Here we provide a theoretical intuition for the phenomenon of model collapse. We argue that the process of model collapse is universal among generative models that recursively train on data generated by previous generations. We quantify the sources of errors discussed in the previous section by examining two mathematical models, which prove to be simple enough to provide analytical expressions for quantities of interest, but also portray the phenomenon of model collapse: a discrete distribution in the absence of functional expressivity and approximation errors, and a multidimensional Gaussian approximation, portraying joint functional expressivity and statistical errors. We further illustrate the impact of all three jointly for a more complex setting of density estimation in Hilbert spaces in the Supplementary Materials.

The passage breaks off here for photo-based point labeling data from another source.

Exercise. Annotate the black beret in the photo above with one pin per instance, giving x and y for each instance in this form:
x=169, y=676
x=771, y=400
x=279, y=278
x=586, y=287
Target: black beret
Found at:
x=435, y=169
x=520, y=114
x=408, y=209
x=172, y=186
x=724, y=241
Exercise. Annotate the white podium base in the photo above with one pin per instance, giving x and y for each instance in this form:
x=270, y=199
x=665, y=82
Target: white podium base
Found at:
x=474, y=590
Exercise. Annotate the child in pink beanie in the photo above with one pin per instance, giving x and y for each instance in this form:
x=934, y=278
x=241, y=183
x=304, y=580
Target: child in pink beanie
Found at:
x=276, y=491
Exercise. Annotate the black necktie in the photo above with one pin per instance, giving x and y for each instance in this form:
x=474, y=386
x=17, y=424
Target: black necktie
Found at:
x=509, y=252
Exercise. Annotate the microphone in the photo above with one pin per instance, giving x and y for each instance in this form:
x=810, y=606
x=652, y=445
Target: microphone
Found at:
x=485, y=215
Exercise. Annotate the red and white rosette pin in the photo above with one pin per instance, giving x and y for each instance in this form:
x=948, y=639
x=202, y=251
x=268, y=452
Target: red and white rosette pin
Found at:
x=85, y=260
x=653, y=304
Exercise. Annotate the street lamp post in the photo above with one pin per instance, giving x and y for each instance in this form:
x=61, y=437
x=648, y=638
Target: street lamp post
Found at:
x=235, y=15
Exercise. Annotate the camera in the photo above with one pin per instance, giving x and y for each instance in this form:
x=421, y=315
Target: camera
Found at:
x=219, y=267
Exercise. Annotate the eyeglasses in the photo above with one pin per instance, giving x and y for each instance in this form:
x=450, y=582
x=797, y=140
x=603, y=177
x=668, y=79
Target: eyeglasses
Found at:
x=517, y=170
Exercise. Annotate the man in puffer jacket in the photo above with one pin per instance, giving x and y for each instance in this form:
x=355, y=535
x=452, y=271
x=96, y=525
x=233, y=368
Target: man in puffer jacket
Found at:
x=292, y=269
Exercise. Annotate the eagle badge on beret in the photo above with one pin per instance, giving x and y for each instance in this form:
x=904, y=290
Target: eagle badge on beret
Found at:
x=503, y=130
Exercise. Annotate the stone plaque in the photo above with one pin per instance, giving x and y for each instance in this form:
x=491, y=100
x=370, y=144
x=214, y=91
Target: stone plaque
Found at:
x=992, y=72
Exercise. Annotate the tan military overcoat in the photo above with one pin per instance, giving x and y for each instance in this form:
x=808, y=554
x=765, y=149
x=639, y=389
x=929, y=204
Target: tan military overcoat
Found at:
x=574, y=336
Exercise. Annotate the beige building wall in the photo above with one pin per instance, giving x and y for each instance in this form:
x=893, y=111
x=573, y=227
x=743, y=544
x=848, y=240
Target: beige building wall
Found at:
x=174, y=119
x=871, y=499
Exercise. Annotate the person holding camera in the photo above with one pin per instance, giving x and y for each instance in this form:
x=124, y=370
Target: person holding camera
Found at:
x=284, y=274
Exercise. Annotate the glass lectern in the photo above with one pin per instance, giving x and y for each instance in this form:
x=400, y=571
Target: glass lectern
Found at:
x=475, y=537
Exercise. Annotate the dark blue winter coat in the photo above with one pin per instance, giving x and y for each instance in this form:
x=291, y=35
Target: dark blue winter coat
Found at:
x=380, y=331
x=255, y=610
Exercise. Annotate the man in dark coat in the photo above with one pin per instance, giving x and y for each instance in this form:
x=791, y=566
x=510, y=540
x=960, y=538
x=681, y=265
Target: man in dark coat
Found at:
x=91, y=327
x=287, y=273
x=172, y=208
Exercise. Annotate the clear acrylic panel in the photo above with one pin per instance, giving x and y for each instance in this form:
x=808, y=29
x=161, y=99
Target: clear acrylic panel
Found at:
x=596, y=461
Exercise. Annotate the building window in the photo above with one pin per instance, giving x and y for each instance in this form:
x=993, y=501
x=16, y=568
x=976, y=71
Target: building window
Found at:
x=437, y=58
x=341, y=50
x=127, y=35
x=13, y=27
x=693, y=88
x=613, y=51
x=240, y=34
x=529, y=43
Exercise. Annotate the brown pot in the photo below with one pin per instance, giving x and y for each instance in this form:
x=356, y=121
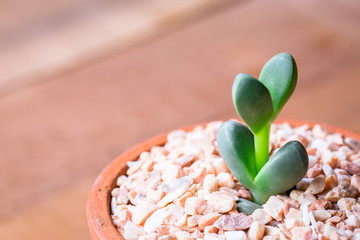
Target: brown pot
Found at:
x=98, y=205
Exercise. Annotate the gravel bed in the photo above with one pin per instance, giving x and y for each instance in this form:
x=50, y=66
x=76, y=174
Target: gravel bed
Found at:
x=183, y=190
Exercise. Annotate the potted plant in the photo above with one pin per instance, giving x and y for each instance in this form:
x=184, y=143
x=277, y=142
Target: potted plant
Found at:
x=291, y=180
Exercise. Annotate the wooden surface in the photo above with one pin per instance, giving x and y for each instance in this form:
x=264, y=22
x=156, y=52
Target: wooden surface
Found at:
x=58, y=134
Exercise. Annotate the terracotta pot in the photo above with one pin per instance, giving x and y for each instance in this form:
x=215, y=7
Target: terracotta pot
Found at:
x=98, y=205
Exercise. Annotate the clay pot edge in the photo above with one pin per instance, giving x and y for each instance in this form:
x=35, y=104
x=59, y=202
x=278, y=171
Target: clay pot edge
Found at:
x=98, y=204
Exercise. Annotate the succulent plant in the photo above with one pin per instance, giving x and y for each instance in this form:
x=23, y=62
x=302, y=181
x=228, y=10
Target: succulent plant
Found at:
x=246, y=150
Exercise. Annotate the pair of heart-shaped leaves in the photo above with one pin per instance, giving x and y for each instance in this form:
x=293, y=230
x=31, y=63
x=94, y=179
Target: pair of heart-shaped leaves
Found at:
x=283, y=170
x=258, y=102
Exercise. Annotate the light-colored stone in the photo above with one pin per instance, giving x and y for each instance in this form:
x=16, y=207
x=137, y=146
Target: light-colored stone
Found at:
x=208, y=219
x=221, y=202
x=235, y=235
x=183, y=235
x=172, y=196
x=149, y=236
x=294, y=219
x=195, y=205
x=210, y=183
x=193, y=221
x=303, y=233
x=214, y=236
x=261, y=216
x=132, y=231
x=274, y=207
x=155, y=220
x=346, y=203
x=143, y=211
x=238, y=221
x=172, y=172
x=316, y=186
x=256, y=231
x=355, y=182
x=321, y=215
x=352, y=221
x=272, y=231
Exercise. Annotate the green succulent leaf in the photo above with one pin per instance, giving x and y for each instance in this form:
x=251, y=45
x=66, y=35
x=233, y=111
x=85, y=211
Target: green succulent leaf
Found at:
x=246, y=206
x=279, y=75
x=283, y=170
x=236, y=146
x=252, y=101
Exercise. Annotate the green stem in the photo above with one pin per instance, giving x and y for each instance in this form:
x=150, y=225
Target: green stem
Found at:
x=262, y=139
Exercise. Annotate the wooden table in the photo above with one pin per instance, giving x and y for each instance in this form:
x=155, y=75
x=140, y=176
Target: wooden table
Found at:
x=58, y=134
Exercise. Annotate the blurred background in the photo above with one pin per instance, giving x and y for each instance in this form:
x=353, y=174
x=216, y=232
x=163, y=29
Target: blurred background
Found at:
x=83, y=80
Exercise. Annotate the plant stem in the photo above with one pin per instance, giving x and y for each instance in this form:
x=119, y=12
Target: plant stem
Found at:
x=262, y=138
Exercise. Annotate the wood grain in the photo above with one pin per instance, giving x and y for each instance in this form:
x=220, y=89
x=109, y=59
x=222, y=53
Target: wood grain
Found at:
x=57, y=136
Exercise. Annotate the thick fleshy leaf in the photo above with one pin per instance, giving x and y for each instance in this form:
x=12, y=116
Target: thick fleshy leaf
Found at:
x=236, y=146
x=279, y=75
x=246, y=206
x=252, y=101
x=283, y=170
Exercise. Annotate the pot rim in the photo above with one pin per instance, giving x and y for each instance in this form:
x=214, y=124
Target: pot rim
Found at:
x=98, y=204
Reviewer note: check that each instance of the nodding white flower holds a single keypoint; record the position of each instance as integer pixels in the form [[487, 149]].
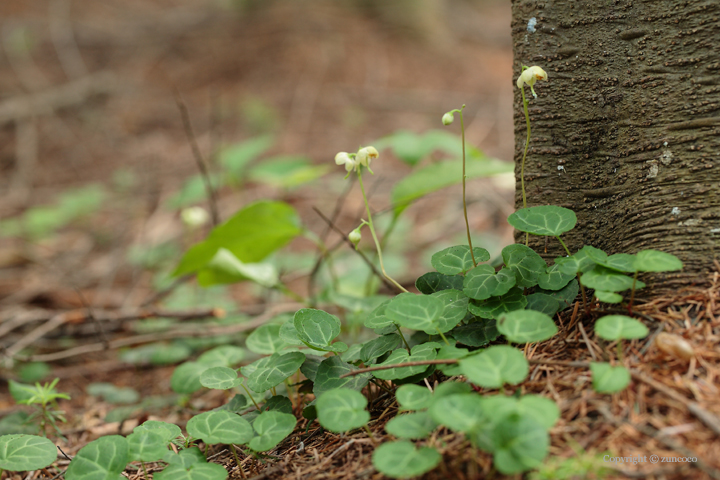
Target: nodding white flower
[[343, 158], [366, 155], [194, 217], [530, 76]]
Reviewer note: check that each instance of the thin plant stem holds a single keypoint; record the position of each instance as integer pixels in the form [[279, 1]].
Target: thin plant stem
[[467, 222], [372, 231], [407, 345], [522, 165]]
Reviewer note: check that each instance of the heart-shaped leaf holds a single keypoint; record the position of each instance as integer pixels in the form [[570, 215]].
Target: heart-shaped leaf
[[413, 425], [609, 379], [265, 340], [547, 220], [526, 264], [341, 409], [272, 427], [417, 312], [617, 327], [402, 460], [495, 366], [104, 458], [317, 329], [19, 453], [220, 378], [457, 259], [523, 326], [271, 371], [220, 426], [482, 282], [656, 261], [413, 397]]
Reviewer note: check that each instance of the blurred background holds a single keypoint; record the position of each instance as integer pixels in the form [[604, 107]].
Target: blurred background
[[96, 164]]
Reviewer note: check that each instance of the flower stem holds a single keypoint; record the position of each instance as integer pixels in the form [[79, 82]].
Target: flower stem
[[522, 165], [467, 223], [372, 231]]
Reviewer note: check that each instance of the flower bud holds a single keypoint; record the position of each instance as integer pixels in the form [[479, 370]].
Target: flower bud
[[355, 236], [194, 217]]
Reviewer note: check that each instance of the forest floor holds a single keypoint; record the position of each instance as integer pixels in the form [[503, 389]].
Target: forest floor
[[89, 97]]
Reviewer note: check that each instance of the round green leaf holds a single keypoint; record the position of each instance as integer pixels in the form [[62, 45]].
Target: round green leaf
[[272, 427], [433, 282], [523, 326], [548, 220], [265, 340], [328, 376], [271, 371], [417, 312], [146, 446], [402, 460], [457, 259], [609, 379], [526, 264], [454, 311], [220, 378], [616, 327], [19, 453], [316, 328], [656, 261], [104, 458], [186, 377], [168, 431], [495, 366], [413, 397], [414, 425], [341, 409], [482, 282], [220, 426], [521, 444], [476, 334], [222, 356], [608, 297]]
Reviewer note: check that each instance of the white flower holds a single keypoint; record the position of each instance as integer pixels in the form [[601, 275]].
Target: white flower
[[194, 217], [530, 76], [343, 158]]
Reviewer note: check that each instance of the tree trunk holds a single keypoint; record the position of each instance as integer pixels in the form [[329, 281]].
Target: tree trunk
[[626, 131]]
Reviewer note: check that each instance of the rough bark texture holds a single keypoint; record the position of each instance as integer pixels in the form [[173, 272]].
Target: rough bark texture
[[626, 132]]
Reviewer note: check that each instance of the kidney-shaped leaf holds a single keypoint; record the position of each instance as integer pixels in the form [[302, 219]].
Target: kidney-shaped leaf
[[616, 327], [104, 458], [457, 259], [220, 426], [341, 409], [523, 326], [272, 428], [495, 366], [548, 220], [19, 453], [402, 460]]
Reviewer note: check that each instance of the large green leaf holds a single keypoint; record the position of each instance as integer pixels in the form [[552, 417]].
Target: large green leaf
[[443, 174], [220, 426], [250, 235], [271, 371], [457, 259], [104, 458], [547, 220], [402, 460], [20, 453], [341, 409], [272, 427]]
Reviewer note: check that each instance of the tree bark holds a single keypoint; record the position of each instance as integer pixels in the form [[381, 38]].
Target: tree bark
[[626, 132]]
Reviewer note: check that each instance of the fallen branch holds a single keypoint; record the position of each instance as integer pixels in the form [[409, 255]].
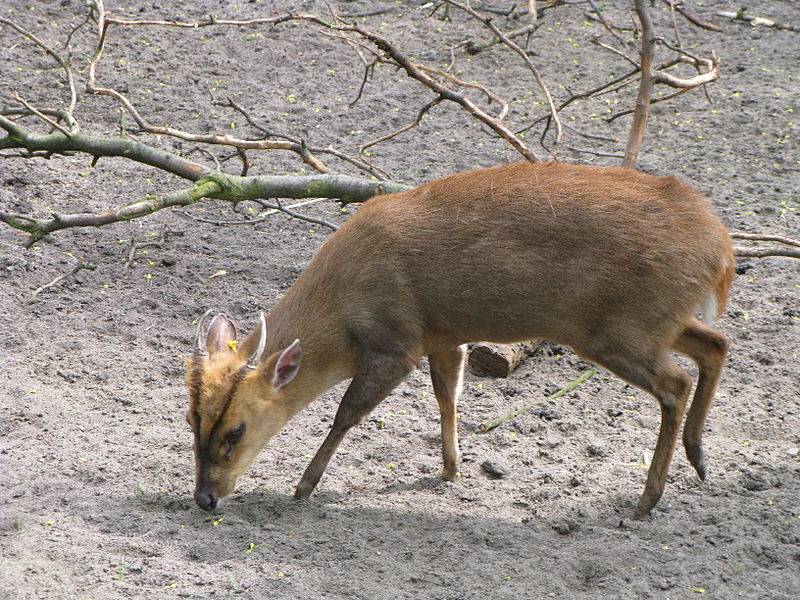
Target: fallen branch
[[489, 425], [79, 267], [499, 360], [756, 21], [692, 18], [764, 252]]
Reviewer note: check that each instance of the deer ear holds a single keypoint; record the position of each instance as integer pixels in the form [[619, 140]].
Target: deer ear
[[287, 365], [221, 332]]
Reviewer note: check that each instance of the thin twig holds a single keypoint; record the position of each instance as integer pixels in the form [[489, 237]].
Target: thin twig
[[79, 267], [489, 425], [759, 237], [296, 215]]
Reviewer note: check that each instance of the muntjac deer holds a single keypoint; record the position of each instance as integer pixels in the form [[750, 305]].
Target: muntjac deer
[[612, 262]]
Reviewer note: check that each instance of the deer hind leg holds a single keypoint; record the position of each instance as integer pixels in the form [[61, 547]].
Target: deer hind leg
[[377, 376], [447, 372], [670, 385], [707, 348]]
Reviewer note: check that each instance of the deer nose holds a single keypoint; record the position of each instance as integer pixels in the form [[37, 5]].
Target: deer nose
[[205, 500]]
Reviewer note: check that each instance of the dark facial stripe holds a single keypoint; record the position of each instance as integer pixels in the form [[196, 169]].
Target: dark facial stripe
[[213, 434]]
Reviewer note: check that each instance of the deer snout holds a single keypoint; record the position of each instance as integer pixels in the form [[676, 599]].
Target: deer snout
[[206, 500]]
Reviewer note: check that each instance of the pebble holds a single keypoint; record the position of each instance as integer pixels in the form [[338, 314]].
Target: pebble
[[495, 468]]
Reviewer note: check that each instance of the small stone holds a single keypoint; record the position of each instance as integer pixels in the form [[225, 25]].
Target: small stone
[[494, 468]]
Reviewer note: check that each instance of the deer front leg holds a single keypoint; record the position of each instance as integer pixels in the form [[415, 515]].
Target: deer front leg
[[447, 373], [377, 376]]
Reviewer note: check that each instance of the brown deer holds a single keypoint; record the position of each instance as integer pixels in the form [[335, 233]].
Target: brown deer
[[612, 262]]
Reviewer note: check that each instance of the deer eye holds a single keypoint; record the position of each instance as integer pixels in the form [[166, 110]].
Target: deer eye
[[237, 432]]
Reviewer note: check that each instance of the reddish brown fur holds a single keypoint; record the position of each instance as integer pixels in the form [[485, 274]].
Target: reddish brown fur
[[609, 261]]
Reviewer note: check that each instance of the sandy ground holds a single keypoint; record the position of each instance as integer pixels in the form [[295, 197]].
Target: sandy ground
[[96, 467]]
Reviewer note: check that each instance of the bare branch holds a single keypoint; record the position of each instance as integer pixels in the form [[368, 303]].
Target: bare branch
[[636, 135], [63, 63], [535, 71], [689, 16], [765, 252], [79, 267], [760, 237], [755, 21]]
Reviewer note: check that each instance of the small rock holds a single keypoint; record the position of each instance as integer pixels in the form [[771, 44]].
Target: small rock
[[494, 468]]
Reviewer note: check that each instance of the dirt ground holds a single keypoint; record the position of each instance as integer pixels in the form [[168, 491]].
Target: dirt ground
[[96, 466]]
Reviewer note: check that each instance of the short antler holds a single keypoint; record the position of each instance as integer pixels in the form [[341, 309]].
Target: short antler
[[255, 357]]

The overall stochastic process we consider, which we call learning with generational data, is the following. The dataset at generation i is \({{\mathcal{D}}}_{i}\), comprising independent and identically distributed random variables \({X}_{j}^{i}\) with distribution pi, j ∈ {1,…, Mi} denotes the size of the dataset. Going from generation i to generation i + 1, we aim to estimate the distribution of samples in \({{\mathcal{D}}}_{i}\), with an approximation \({p}_{{\theta }_{i+1}}\). This step is what we refer to as functional approximation, \({p}_{{\theta }_{i+1}}={{\mathcal{F}}}_{\theta }({p}_{i})\). The dataset \({{\mathcal{D}}}_{i+1}\) is then generated by sampling from \({p}_{i+1}={\alpha }_{i}{p}_{{\theta }_{i+1}}+{\beta }_{i}{p}_{i}+{\gamma }_{i}{p}_{0}\), with non-negative parameters αi, βi, γi summing to 1, that is, they represent proportions of data used from different generations. This corresponds to a mixing of data coming from the original distribution (γi), data used by the previous generation (βi) and data generated by the new model (αi). We refer to this as the sampling step. For the mathematical models to come, we consider αi = γi = 0, that is, data only from a single step are used, whereas numerical experiments are performed on more realistic choices of parameters.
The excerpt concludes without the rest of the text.